Mr Davidson said FHBs were taking the opportunity to get into the market, capitalising on strong financial incentives to buy rather than rent, filling the gap left by a decline in mortgaged investors' market share who faced tougher conditions due to tighter lending restrictions.
"It will be interesting to see if the FHB market share can hold up at similar levels in the coming quarters, given that the low deposit lending speed limit is now much tighter,” he said.
Key insights from this report include:
- From July to September 2021, FHBs had a market share of purchases of 26.4% – well above the average of 21.8%, and moreover a new record high.
- On average a FHB requires 10.5 years to save a deposit.
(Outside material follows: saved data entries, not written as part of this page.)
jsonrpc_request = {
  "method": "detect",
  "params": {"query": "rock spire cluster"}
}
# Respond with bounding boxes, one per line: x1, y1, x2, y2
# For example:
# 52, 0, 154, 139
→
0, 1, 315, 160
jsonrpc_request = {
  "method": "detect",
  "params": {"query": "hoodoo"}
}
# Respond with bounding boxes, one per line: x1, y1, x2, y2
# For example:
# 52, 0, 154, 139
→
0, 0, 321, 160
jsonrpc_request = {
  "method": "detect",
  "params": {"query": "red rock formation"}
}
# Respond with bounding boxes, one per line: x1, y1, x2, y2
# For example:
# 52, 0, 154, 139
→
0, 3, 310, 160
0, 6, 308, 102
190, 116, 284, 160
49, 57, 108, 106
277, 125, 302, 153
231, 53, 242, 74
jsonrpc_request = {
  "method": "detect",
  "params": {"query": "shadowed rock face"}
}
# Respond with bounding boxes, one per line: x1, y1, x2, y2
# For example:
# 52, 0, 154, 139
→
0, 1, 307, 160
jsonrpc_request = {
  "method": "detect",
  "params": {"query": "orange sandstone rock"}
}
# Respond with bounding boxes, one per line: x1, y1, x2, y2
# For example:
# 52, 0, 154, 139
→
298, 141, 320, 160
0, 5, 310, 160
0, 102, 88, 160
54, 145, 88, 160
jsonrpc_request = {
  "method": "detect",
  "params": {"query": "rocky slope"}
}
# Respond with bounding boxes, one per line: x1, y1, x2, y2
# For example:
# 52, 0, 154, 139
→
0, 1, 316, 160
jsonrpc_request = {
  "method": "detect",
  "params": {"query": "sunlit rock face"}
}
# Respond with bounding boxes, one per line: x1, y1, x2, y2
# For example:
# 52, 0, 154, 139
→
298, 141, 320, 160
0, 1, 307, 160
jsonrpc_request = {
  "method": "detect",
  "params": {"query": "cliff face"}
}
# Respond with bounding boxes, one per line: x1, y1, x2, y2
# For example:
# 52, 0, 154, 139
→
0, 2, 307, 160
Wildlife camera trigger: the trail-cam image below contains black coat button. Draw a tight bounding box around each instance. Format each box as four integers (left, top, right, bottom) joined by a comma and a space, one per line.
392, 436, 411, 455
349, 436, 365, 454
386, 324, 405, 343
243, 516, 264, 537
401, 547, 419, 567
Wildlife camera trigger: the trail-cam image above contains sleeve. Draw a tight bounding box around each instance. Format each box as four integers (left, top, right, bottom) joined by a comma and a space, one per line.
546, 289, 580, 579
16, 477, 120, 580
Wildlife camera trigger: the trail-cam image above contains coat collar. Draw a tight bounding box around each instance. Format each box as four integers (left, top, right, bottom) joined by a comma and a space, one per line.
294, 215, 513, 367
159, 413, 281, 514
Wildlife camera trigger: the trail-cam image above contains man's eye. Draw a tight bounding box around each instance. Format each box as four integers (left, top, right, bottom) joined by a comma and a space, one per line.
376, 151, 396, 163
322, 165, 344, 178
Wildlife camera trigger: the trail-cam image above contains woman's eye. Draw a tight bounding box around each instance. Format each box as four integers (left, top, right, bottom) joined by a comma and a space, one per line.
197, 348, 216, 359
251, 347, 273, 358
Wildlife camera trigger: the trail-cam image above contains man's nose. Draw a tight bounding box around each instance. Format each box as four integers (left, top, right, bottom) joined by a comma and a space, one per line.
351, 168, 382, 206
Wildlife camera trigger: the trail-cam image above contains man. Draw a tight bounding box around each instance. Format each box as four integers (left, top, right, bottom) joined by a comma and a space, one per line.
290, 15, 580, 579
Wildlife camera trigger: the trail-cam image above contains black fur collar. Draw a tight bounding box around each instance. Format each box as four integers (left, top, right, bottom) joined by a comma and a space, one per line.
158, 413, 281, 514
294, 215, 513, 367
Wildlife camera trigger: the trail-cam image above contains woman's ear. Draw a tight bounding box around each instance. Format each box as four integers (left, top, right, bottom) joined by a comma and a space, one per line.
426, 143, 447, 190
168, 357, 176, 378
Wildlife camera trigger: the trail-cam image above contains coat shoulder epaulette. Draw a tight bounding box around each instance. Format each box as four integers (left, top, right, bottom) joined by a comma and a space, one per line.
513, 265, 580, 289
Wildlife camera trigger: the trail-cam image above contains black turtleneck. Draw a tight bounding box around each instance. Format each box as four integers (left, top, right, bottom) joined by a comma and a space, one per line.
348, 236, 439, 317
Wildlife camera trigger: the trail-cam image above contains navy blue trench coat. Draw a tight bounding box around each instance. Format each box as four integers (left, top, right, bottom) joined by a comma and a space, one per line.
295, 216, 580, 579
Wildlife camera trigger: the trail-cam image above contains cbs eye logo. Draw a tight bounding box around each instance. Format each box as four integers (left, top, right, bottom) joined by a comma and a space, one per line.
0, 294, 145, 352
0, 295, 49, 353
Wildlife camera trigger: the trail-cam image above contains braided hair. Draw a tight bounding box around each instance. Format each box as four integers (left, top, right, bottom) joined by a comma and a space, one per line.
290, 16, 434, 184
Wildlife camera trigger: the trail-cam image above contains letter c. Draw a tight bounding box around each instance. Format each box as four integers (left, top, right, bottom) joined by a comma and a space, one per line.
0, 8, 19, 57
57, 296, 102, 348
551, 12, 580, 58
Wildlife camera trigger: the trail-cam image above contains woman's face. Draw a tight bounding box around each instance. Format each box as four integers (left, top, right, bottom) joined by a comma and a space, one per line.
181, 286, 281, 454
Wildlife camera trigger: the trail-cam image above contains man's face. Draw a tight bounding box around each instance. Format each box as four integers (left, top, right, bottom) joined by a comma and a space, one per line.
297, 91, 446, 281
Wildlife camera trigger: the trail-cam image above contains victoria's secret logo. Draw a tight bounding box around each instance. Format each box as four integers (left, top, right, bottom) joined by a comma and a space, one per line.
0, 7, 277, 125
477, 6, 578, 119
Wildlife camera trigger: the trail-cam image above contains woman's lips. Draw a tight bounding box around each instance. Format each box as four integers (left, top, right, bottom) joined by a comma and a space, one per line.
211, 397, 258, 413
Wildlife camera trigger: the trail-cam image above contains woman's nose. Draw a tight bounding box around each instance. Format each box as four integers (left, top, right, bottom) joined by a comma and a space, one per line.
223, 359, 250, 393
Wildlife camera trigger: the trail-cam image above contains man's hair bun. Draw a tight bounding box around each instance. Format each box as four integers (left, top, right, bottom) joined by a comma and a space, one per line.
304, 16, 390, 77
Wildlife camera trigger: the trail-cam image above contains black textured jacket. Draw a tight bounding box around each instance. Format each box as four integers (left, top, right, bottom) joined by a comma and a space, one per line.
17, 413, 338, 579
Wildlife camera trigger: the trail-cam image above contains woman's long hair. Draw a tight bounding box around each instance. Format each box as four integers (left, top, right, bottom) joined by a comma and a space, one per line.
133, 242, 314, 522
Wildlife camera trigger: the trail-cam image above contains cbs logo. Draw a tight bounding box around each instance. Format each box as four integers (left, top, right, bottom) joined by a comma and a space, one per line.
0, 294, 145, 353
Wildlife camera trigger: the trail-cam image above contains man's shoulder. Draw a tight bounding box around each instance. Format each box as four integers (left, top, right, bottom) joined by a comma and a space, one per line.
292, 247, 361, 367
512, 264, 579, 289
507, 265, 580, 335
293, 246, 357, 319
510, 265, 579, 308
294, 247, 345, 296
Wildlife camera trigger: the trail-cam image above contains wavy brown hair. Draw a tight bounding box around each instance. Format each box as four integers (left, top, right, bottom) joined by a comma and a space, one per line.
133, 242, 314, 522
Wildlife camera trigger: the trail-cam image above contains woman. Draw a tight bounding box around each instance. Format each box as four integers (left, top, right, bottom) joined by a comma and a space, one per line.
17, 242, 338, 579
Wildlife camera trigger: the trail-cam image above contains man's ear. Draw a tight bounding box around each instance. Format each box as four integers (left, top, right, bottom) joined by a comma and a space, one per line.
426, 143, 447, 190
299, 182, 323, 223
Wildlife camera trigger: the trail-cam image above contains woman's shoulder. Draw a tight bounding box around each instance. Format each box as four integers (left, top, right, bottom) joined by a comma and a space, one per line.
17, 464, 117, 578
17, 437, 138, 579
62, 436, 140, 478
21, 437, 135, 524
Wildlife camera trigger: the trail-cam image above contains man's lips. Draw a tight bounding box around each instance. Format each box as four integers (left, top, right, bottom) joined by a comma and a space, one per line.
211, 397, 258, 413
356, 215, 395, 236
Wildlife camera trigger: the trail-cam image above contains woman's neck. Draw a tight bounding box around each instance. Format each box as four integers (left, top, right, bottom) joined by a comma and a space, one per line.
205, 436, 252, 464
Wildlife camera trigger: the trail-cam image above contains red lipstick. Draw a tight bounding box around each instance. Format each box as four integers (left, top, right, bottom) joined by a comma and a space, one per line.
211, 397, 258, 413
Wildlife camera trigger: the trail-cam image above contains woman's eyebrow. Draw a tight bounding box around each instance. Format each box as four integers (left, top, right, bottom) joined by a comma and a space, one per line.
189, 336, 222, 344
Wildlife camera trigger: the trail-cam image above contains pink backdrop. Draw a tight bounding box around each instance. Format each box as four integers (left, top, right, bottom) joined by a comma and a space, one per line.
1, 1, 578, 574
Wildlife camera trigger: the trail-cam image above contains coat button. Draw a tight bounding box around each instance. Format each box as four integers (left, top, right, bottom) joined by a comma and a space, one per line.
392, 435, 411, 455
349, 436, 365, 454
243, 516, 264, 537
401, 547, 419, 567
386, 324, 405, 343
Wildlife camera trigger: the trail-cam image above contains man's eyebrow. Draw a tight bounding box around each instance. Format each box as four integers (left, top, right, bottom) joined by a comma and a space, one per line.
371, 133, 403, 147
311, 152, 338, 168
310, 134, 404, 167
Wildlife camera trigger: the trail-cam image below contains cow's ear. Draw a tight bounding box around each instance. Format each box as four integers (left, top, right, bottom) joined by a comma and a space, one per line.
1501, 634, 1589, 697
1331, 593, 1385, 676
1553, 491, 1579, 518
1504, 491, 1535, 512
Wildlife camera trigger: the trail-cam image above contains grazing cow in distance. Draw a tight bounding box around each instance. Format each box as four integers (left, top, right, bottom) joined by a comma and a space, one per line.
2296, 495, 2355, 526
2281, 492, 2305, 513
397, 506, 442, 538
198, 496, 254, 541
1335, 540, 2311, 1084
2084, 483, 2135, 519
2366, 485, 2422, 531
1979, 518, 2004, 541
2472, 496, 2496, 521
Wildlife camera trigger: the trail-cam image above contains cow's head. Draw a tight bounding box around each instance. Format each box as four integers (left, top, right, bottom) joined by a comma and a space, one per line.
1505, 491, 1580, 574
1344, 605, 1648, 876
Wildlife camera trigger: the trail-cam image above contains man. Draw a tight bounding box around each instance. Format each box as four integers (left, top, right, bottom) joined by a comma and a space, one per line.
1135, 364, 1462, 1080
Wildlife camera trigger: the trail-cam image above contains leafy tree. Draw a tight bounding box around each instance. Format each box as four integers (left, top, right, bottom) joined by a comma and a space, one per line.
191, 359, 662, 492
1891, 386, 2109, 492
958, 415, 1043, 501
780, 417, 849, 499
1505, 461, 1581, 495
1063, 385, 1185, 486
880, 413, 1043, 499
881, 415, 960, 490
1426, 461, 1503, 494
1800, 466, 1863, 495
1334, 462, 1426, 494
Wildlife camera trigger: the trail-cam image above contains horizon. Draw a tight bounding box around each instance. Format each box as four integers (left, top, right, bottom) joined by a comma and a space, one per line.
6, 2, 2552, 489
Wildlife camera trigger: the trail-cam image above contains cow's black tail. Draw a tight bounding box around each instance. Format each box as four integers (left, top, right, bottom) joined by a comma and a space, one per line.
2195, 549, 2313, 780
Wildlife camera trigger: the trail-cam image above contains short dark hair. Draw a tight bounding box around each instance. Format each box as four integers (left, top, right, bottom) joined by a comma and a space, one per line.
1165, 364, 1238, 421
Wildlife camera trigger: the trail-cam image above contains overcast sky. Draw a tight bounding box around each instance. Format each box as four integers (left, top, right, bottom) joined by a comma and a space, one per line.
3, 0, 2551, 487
- Auckland FHBs spent a median $900,500 in Q3 2021 to get into the market compared to those in Invercargill, who spent $382,000.
- Standalone houses accounted for 72% of FHB purchases in Q3 2021 – down sharply from the full-year figure of 78% in 2020.
- FHBs have purchased relatively more flats (commonly a property with a shared wall that isn't an apartment), with this property type now accounting for 18% of their activity, up from 14% last year.
- The median price paid by FHBs in Q3 2021 was $660,000, up from the figure of $565,000 for 2020 as a whole, but lower than Q2 2021's number of $685,000 – when houses were a larger share of their purchases.
The First Home Buyer Report provides insight into the recent market share for New Zealand first home buyers, what they're buying, where they're buying, and what prices they're paying.